Excerpt:
Justice was done last Wednesday when the Muhammad and Waqas Parvez, the father and brother of Aqsa Parvez, received life sentences for strangling her to death in their home in Mississauga, Ontario, on December 10, 2007, when she was sixteen years old. But denial as to how a father and brother could have been moved to murder what should have been a beloved daughter and sister remains all-pervasive. If Canada, the United States and Europe are not going to be the sites of many more Islamic honor killings, that has to change.

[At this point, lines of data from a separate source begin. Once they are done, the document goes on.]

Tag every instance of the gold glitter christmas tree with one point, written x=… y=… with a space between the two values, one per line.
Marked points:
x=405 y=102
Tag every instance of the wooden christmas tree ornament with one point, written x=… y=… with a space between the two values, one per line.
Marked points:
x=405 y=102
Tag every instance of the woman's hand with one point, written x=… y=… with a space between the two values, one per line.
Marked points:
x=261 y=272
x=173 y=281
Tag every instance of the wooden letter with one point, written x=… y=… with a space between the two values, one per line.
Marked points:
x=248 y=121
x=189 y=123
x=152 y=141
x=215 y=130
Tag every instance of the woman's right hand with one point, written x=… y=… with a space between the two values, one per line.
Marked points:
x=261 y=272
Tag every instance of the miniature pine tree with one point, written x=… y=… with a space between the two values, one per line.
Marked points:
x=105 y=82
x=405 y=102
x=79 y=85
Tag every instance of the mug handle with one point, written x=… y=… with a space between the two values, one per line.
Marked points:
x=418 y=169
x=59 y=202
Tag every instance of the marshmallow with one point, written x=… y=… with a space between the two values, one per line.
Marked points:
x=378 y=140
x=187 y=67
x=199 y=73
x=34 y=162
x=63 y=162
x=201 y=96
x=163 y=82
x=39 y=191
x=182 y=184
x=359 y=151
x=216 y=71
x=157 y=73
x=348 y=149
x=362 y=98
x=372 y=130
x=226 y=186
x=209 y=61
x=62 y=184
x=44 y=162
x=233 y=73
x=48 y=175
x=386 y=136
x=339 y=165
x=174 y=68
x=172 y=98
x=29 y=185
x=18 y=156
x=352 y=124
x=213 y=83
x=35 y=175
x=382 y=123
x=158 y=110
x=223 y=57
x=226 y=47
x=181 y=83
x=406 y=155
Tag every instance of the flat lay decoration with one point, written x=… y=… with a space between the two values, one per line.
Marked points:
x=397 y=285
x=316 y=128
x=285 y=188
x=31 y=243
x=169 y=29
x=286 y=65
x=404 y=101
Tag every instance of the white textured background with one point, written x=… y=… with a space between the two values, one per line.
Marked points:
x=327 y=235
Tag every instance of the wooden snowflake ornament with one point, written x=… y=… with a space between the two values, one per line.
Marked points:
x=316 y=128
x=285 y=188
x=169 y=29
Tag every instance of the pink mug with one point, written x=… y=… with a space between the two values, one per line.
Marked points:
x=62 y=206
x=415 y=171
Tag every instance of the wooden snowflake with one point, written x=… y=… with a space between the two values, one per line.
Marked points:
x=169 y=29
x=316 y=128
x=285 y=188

Muhammad and Waqas Parvez murdered Aqsa because she would not conform to Islamic behavior codes for women. The Qur'an commands women to "draw their veils over their bosoms" (24:31), and in a hadith, Aisha, the favorite wife of Islam's prophet Muhammad recounts that he commanded that once a woman "reaches the age of menstruation, it does not suit her that she displays her parts of body except this and this, and he pointed to her face and hands" (Sunan Abu Dawud 32.4092).
Muhammad Parvez was determined to enforce this command on Aqsa, as well as to force her into an arranged marriage, and she was just as determined to resist. Ultimately she ran away, telling friends that Muhammad Parvez had sworn on the Qur'an to murder her if she did so. But on December 10, 2007, Waqas Parvez showed up at Aqsa's bus stop, and took the girl home.